Who'll rescue the truth of 353 lives lost at sea?
The AGE
Tony Kevin
March 25 2002

Reviewing the public record of the sinking on October 19 last year of an unauthorised asylum-seeker vessel bound for Christmas Island, in which 353 people were drowned, throws up disquieting questions.

The first is why a Defence Department spokesman later said the closest Australian ship at the time was HMAS Arunta, which was 230 nautical miles (426 kilometres) south of where the boat sank, which was 80 kilometres south of Java. It had earlier been reported that Australian authorities had been monitoring the departure of the boat from Indonesia on October 18, and that Australian search-and-rescue authorities had put out a "boat overdue" notice on October 22.

Why, under new rules of RAN engagement requiring total maritime surveillance and total interception of unauthorised boats as close as 30 nautical miles from the Indonesian coast, was Arunta conspicuously so far away from the scene at the time of the sinking?

The reported circumstances of the departure from a small port in southern Sumatra are also disturbing.

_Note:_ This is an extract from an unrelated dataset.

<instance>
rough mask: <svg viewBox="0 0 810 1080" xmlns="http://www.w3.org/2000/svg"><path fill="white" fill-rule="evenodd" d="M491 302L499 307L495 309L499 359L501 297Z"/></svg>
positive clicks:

Indonesian security personnel reportedly crammed passengers at gunpoint into the boat. Passengers were lied to that it was a transit vessel from which they would transfer to a larger boat for the voyage to Christmas Island.

From the time of its departure, it has been reported, "passengers were forced to bail water flowing in through a long crack in the hull". When the vessel reached the open sea on Friday, October 19, one of its two engines failed. The stricken boat began to rock in the ocean swell, taking more and more water. Within a few minutes it capsized. The boat completely broke up soon after capsizing - which, taken together with the gross passenger overloading under armed duress, the reported damage to the hull, and the engine failure at sea, suggests sabotage. It was carrying only 70 life-vests.

The story became world news on Tuesday, October 23 - the day after the Australian authorities' "vessel overdue" notice was issued. An Egyptian people-smuggler, Abu Quessai, was held responsible for the voyage and arrested, but no manslaughter charges were laid.

It seems implausible that a commercial people-smuggler would have set out to sabotage his own operation. Might Quessai's venture have been taken over by more powerful armed elements in Indonesia, with the capacity to render it likely that this boat would sink early in the voyage? If so, with what possible motive?

It is hard to think such a ruthless action, if it took place, could have been officially sanctioned at Indonesian Government level. Before this event, the Indonesian Government had been manifestly unresponsive to Australia's expressed concerns about unauthorised asylum-seeker voyages from Indonesia to Australia.

This disaster proved a key circuit-breaker. Indonesia quickly agreed to co-host with Australia a conference on people-smuggling. Apart from one boat arrival on Ashmore Reef soon afterwards, there were no more people-smuggling voyages before the onset of the cyclone season (which this year came late, in December). The threatened overhang of 2500 people in Indonesia waiting to come to Australia never arrived.

This must have been a relief to Australian Government ministers and officials, who a few days earlier were worrying about more boats coming, after HMAS Adelaide's unsuccessful effort on October 6-8 to turn back SIEV 4 (the "children overboard" vessel). Manifestly, Adelaide's robust deterrence had failed because SIEV 4's passengers had correctly judged that the RAN would not leave them to drown. The courage of SIEV 4's passengers and Adelaide's adherence to its rescue-at-sea obligations had exposed the inherent weakness in the government's interception policy.

From recent disclosures by Kevin Ennis and Australian Federal Police Commissioner Mick Keelty, we know that Australian police informants have deeply penetrated people-smuggling networks in Indonesia. It was the job of people such as Ennis (and Keelty confirmed in Senate Estimates on February 19 that the AFP employs other such informants) "to know everything that was happening in people smuggling: when the boats were going, who arranged them, who was on them" (The Sydney Morning Herald, March 4).

If it's true Australian authorities had monitored the departure of this vessel from Indonesia on October 18, how much, if anything, might they also have known about its departure being under armed duress, grossly overloaded and manifestly unseaworthy? Who, if anyone, might have received such information in Australia?

If Australian authorities knew this boat had left on October 18, why had the RAN apparently not been instructed to intercept it soon after its departure? Why was the nearest RAN ship 230 nautical miles to the south - far south of the boundary of Australia's declared maritime exclusion zone?

Such discrepancies in this haunting story of 353 innocent people drowned at sea remain to be explained. Such questions should be vigorously explored - if only to prove that there may be legitimate explanations.

We owe this to the dead and their grieving families.

Former Australian diplomat Tony Kevin is a visiting fellow in the Research School of Pacific and Asian Studies at Australian National University.